By Joel Hillan
DENVER (CBS4) – Alfred Lucero served in Vietnam in 1969. During his time in the service he was exposed to the chemical Agent Orange.
“Due to that exposure he now has kidney failure,” said Lucero’s stepdaughter Dana Rojas.
She advocates for organ and tissue donation.
“Being an organ donor truly is the gift that never stops giving. It truly is giving somebody life,” Rojas said.
Unfortunately, the majority of Lucero’s family have tried to donate, but are not viable candidates.
“It’s heartbreaking, and so if I can’t be the one to give my kidney for him, I can help find him one,” Rojas said.
Until they do, Mr. Al, as he’s known, will continue to have frequent dialysis treatments.
“It’s difficult for me to see him be tired and need help. He’s always been the pillar of strength for our family.”
The waiting list for a new kidney is thousands of names long. John Romero was able to take his name off that list.

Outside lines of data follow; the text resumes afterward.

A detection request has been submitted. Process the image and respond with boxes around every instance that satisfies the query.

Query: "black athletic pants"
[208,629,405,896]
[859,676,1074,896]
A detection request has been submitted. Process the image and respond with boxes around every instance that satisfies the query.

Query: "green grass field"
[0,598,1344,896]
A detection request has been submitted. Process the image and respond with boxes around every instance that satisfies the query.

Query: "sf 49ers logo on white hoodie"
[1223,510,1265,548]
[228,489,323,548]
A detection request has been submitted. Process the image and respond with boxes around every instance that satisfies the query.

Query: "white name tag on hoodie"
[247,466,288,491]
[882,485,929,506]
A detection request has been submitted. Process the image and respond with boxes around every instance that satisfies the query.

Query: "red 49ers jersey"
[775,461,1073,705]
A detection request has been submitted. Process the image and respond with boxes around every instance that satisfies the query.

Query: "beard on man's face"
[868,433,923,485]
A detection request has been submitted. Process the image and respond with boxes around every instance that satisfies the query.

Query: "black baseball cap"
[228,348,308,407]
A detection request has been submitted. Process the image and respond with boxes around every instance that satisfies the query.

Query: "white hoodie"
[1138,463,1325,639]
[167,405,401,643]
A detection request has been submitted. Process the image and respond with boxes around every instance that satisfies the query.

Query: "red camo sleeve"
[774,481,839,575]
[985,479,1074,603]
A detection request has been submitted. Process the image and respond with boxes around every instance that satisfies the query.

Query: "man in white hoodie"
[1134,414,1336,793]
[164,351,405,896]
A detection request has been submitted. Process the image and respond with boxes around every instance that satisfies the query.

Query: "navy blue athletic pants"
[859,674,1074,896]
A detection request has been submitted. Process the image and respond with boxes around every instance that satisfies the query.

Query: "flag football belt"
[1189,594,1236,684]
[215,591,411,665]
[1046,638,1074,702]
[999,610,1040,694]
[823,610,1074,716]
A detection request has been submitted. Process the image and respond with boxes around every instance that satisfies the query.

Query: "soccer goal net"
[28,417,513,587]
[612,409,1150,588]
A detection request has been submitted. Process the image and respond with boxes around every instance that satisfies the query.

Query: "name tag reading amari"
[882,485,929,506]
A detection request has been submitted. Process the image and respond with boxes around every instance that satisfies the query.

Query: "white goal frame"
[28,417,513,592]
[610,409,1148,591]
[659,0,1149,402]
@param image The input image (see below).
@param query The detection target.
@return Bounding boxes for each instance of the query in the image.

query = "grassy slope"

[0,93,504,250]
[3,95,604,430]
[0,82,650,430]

Born with a kidney disease, he slowly deteriorated until he was on dialysis.
“My mother-in-law of all people stepped forward and gave me one of her kidneys and we’re doing great now,” he said.
That was four years ago, Romero now works for Donor Alliance, helping advocate for organ and tissue donation so others can experience what he has.
“What can you say other than it’s unbelievable the love that someone would have to do that for another person,” Romero said.
Working together, hoping to find a kidney for Mr. Al.
“I really want him now to be able to enjoy himself, to enjoy his life and his time. I would really love that from him,” said Rojas.
And get back to the service he renders the Pueblo community where he worked as a school counselor for many years.
Rojas also wants him to be there for her 10-month-old son.
“I hope that my father can see my son graduate high school and college.
To do that, he’ll need a new kidney.